Figure 2. The representative of pictures during operation. (A) Pre-laparoscopic right salpingectomy and hemoperitoneum were noted around the uterus (black arrow) and ectopic sac (blue arrow). (B) picture of post-laparoscopic right salpingectomy and no active bleeding around the fallopian tube (red arrow) and the uterus (black arrow).
Discussion
A pregnancy test is recommended for differential diagnosis in the ED if a reproductive-aged female patient suffers from abdominal pain, vaginal bleeding, syncope, or hypotension.[7,8] The accuracy of the pregnancy test is not commonly doubted, especially when excluding the possibility of pregnancy in critical conditions or performing emergency radiation examinations. Some previous studies reported that the false-negative ratio was only 3.1% and 2.6% for urine and plasma β-hCG tests, respectively.[9] Since the goal of a pregnancy test is to detect β-hCG in urine or serum, pregnancy tests in clinical use are typically reported as “positive” when the β-hCG concentration is ≥ 20 mIU/mL in urine and ≥ 10 mIU/mL in serum.[10] The most common cause of a false-negative result is performing the test too soon after conception. Rarely, false-negative results occur due to a hook effect (an inaccurately low result, caused by very high concentrations of an analyte or antibody in one-step immunoassays).[11,12]

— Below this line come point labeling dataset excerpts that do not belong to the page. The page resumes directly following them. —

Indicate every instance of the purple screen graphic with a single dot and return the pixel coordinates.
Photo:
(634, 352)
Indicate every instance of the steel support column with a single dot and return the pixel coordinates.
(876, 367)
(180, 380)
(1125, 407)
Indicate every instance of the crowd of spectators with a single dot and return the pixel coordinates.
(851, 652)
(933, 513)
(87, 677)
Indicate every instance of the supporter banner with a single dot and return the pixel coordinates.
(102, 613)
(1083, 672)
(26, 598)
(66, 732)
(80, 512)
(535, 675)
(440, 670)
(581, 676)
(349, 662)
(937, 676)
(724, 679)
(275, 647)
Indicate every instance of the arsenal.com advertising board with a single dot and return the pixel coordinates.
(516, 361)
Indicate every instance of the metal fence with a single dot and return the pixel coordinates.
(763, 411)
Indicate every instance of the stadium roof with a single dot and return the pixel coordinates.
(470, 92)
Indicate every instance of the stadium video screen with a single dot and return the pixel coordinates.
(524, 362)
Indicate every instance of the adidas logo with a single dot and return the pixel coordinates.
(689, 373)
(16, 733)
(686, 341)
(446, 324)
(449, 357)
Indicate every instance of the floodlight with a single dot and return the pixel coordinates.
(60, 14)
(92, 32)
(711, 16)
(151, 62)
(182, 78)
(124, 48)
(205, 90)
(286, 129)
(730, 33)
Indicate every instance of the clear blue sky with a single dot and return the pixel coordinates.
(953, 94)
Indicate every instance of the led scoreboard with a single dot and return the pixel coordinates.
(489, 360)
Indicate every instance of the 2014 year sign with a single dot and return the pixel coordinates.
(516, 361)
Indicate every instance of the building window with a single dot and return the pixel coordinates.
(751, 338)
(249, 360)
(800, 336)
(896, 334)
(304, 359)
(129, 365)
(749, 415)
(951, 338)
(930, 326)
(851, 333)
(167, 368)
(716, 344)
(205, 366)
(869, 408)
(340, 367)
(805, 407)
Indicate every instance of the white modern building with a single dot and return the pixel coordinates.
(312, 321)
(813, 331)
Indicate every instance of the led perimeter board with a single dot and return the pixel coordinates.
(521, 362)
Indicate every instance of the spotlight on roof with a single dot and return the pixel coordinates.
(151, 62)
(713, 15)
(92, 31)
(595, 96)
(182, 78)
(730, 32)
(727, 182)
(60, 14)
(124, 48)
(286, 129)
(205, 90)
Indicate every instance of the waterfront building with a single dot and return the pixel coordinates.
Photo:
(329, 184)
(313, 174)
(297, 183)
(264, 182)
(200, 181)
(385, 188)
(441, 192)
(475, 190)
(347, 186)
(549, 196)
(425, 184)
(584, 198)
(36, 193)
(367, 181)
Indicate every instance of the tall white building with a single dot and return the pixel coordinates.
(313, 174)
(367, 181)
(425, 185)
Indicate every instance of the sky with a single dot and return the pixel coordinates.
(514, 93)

There have been only nine published cases of ruptured ectopic pregnancies with false-negative tests (both urine and serum) in the past 30 years. Most of their serum β-hCG concentrations did not exceed 10 mIU/mL and were not considered positive results.[13] Among these cases, the major reasons for low detectable β-hCG levels were trophoblast degeneration and cessation of hormone production, followed by enhanced β-hCG hormone clearance, possibly from the presence of anti-β-hCG antibodies. Although some previous studies have reported that medications (e.g., methotrexate) might lead to a reduction in the β-hCG concentration,[14] the relationship between the patient’s unknown weight-loss drug and her false-negative pregnancy tests could not be determined. In this case, we suspected that fluid resuscitation and stabilized hemodynamics were the first consideration. Because the pregnancy test result was negative, we did not consult a gynecologist for the first time and spent more time preparing for a CT. After the examination, we and gynecologist even thought that it was an unexplained intra-abdominal hemorrhage and did not expect to be a ruptured ectopic pregnancy.
In conclusion, sonography in the ED is useful to quickly demonstrate hemoperitoneum in female patients with a suspicion of ruptured ectopic pregnancy for emergency physicians. Although double false-negative pregnancy tests (urine and blood) might indeed occur simultaneously, we still recommend that clinical assessments (further imaging studies) or emergency exploratory laparotomy not be delayed in critical patients.